Topikseru.com – Jetour, merek otomotif di bawah naungan Chery, memperluas jajaran SUV-nya dengan meluncurkan Jetour Traveller C-DM 2026 di Tiongkok pada 17 November 2025.
Model ini sebelumnya dikenal sebagai Shanhai T2, namun kini hadir kembali dengan identitas baru sebagai bagian dari strategi rebranding Jetour untuk menyatukan lini SUV petualang dan kendaraan elektrifikasi.
SUV plug-in hybrid Jetour Traveller C-DM hadir dengan sistem hibrida tiga motor, menghasilkan tenaga total 340 kW atau sekitar 456 HP dan torsi 700 Nm, menjadikannya salah satu SUV PHEV terkuat di kelasnya.
Desain Eksterior & Interior Jetour Traveller C-DM
Secara garis besar, Traveller C-DM 2026 mempertahankan gaya boxy khas Jetour, namun mendapat pembaruan visual yang lebih modern. Beberapa perubahan mencakup:
- Lampu belakang vertikal transparan
- Ban cadangan side-hinged
- Grafis bumper belakang yang lebih kotak
- Simplifikasi area fog lamp dan gril untuk tampilan bersih
Sementara di interior, opsi menarik mencakup atap hitam, panoramic sunroof, kaca belakang privasi, dan side step untuk varian long-wheelbase.
Dimensi kendaraan sedikit lebih panjang dibanding pendahulunya, sesuai dokumen Kementerian Perindustrian dan Teknologi Informasi (MIIT) Tiongkok.
Mesin & Performa Plug-in Hybrid
Jetour Traveller C-DM mengusung mesin bensin 1.5 T direct-injection yang dikombinasikan dengan dua motor listrik di depan dan satu motor di belakang untuk varian tertinggi.
Kombinasi ini menghasilkan:
- Tenaga puncak: 340 kW (456 HP)
- Torsi: 700 Nm
- Transmisi: Hibrida 3-percepatan (3-speed DHT)
- Sistem penggerak: XWD all-wheel drive
Konfigurasi ini memberikan keseimbangan antara performa responsif dan efisiensi konsumsi bahan bakar, sekaligus mendukung kemampuan SUV PHEV untuk perjalanan jarak jauh.
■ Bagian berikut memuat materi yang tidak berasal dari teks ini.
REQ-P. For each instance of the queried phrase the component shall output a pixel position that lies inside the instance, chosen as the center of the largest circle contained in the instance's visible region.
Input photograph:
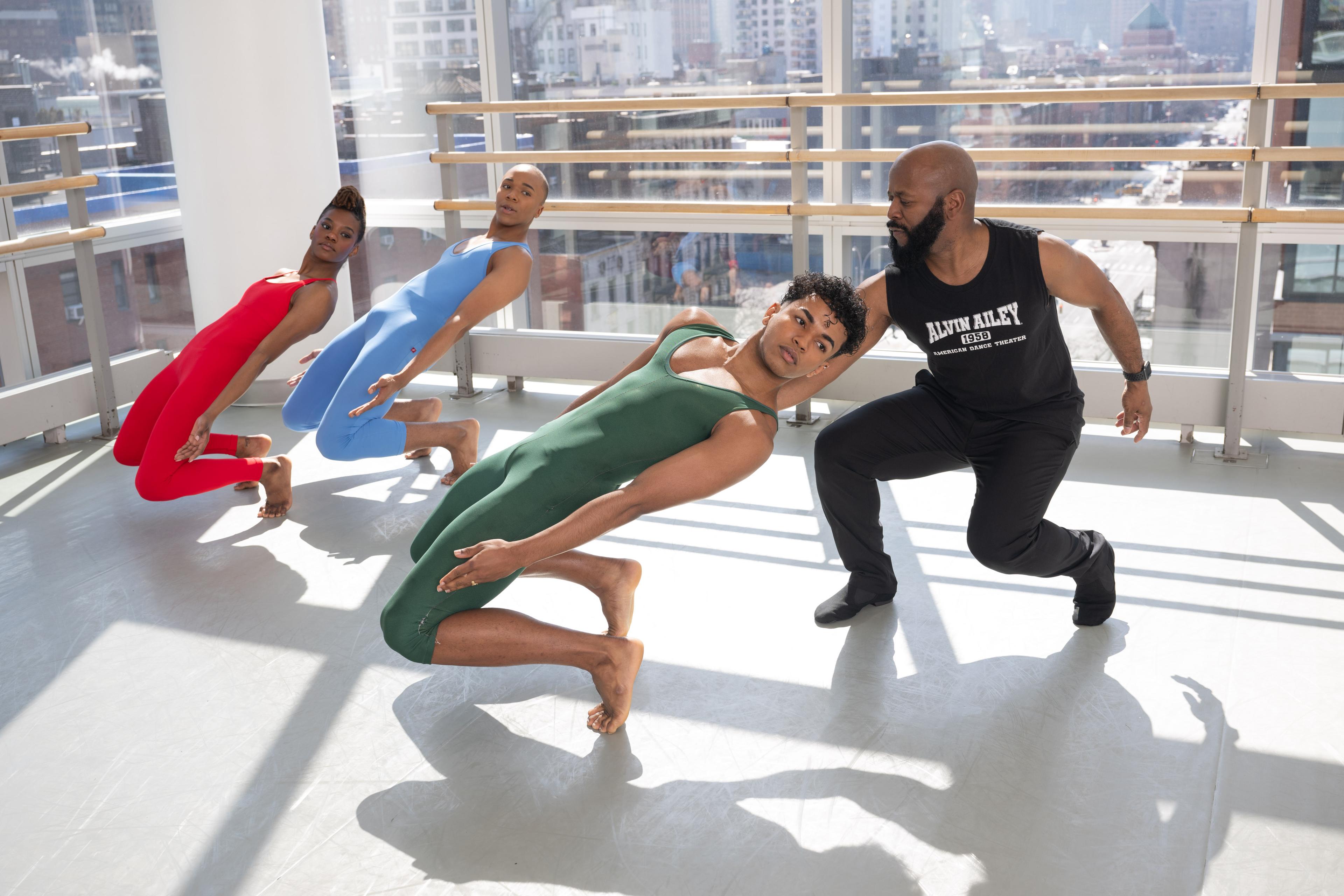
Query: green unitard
(512, 495)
Jetour menawarkan dua pilihan baterai:
- Kapasitas 26,7 kWh – jangkauan listrik sekitar 120 km
- Kapasitas 43,24 kWh – jangkauan EV hingga 208 km (siklus CLTC)
Varian Mesin Bensin
Selain PHEV, Jetour juga memperbarui varian mesin bensin:
- 1.5 TÂ – 135 kW
- 2.0 T – 187 kW
Kedua mesin dikawinkan dengan transmisi otomatis kopling ganda 7-percepatan (7DCT) untuk efisiensi dan respons perpindahan gigi.
Harga & Posisi Pasar
- Varian bensin Jetour Traveller 2026: mulai 139.900 yuan (Rp 312 juta)
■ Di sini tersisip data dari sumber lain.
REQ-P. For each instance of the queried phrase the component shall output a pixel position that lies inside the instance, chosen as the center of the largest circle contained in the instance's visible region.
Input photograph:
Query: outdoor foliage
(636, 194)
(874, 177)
- Jetour Traveller C-DM PHEV: sekitar 179.900 yuan (Rp 402 juta)
Varian bensin bersaing dengan SUV 7 penumpang seperti Honda CR-V dan Nissan X-Trail, sedangkan Traveller C-DM menantang SUV PHEV seperti Haval Dragon dan Beijing BJ40 Extended Range.
Strategi Jetour & Fokus Elektrifikasi
Didirikan pada 2018 dan menjadi merek independen Chery sejak 2021, Jetour fokus pada segmen SUV petualang dan kendaraan elektrifikasi. Peluncuran Traveller C-DM menandai strategi diversifikasi powertrain menjelang transisi ke kendaraan listrik penuh di Tiongkok.
Dengan desain modern, tenaga besar, serta opsi PHEV canggih, Jetour Traveller C-DM 2026 siap menjadi pesaing kuat di segmen SUV plug-in hybrid Tiongkok dan memikat pecinta SUV petualang dengan teknologi elektrifikasi mutakhir.